After his sudden death in 1951, "The Art of the Steal" contends, politicians and wealthy Philadelphia citizens began to conspire to get their hands on Barnes' collection of Cézannes, Matisses, Picassos, Van Goghs and other valuable pieces and set them up as a for-profit tourist attraction.    

That might be expected if someone with world-class riches on canvass died without a will.  Barnes, however, sought out the best attorneys he could find to include in his will the specific wishes that his collection never be moved, sold or loaned out.

Every city has its unique disputes.  So why should movie-goers concern themselves with a battle of wills literally and figuratively that played out (and continues) out of our region?

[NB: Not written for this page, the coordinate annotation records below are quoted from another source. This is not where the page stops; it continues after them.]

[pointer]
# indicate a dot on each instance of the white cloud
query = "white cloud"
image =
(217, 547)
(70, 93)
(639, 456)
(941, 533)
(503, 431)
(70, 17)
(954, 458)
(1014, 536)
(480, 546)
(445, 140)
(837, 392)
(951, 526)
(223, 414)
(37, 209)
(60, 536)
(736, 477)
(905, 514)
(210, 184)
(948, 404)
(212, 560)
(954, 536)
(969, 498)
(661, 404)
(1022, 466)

"The Art of the Steal" is superbly structured, for one thing.  Argott ("Rock School") pulls off an impressing list of interviews, although some key figures declined comment.   From former Barnes students, to outspoken art critics and politicians (including Pennsylvania Governor Edward Rendell), the clearly identified players state their views about what one of them calls "the greatest theft of art since the second world war."

If you appreciate good documentaries and especially if you love art, "The Art of the Steal" is a must-see.